Articles on a variety of topics that will be of interest to
stroke survivors, caregivers and practitioners of health care.
The series, a different article each month, is sponsored by Pfizer.

 

Imagine waking up one morning and discovering to your amazement that you are not able to move one side of your body, not able to speak so others can understand you or not able to understand what others are saying to you. This awful wakeup call will happen to approximately 750,000 Americans each year, suffering a new or recurrent stroke. Changes in the ability to communicate will occur in a large percentage of these strokes.

Communication is an integral part of our relationships, and loss of the ability to understand or speak can be frightening. The most common difficulty is aphasia, literally a “loss of words.” A person with aphasia may know exactly what they wish to say, but the words will not come out, or will be spoken incorrectly (paraphasia), as in saying “round” for “ball” or “before” for “after.” Helen Harlan Wulf, author of Aphasia, My World Alone, describes aphasia: “Substitution was a constant solution and isn’t it amazing when simple words refuse to come, one can hunt and scratch and find others—an exhausting procedure, but one that often got the job done.”

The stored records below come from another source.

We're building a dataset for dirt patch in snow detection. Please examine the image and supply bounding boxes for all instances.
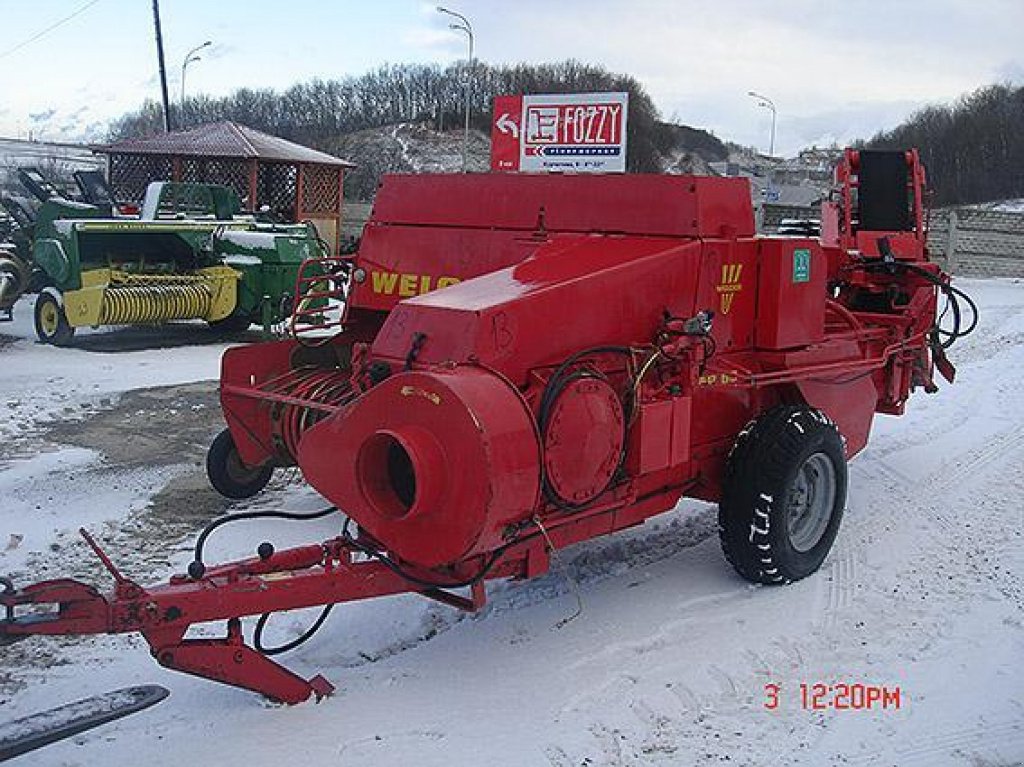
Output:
[0,381,237,696]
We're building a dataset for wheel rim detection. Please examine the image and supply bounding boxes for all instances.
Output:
[39,302,60,337]
[786,453,836,552]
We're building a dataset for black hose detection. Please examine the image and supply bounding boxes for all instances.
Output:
[537,346,634,511]
[188,506,338,581]
[253,602,334,655]
[858,260,980,349]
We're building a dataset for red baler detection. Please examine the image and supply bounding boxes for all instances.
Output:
[0,151,973,702]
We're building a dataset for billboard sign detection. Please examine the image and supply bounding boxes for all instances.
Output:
[490,93,629,173]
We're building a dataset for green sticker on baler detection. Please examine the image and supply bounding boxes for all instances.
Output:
[793,248,811,283]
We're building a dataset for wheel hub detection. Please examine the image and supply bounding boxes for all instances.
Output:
[786,453,836,552]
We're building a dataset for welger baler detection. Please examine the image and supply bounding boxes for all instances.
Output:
[0,152,974,702]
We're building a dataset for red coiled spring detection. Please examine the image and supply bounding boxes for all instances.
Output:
[269,368,358,461]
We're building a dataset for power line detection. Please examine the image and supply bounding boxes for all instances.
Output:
[0,0,99,58]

Aphasia can also be a receptive problem meaning that the stroke survivor will not understand what is said and may have difficulty answering questions or following directions. Receptive aphasia may also make it difficult for a person to sort out conversations in a group of people or on the phone.

Dysarthria is another type of speech deficit occurring with stroke. A person with dysarthria may have slurred, halting speech which is difficult to understand. This person may be mistakenly thought to be drunk or on drugs. Dysarthria can also affect the voice, making it a different pitch, tense or hoarse in quality. When the loudness of a voice is decreased it may be difficult to be heard in groups or on the phone.

With apraxia (a motor speech disorder rather than a language problem), a speaker will sound dysfluent or hesitant, as though stuttering. It may be hard to initiate words, or the words may be distorted and spoken in a groping manner.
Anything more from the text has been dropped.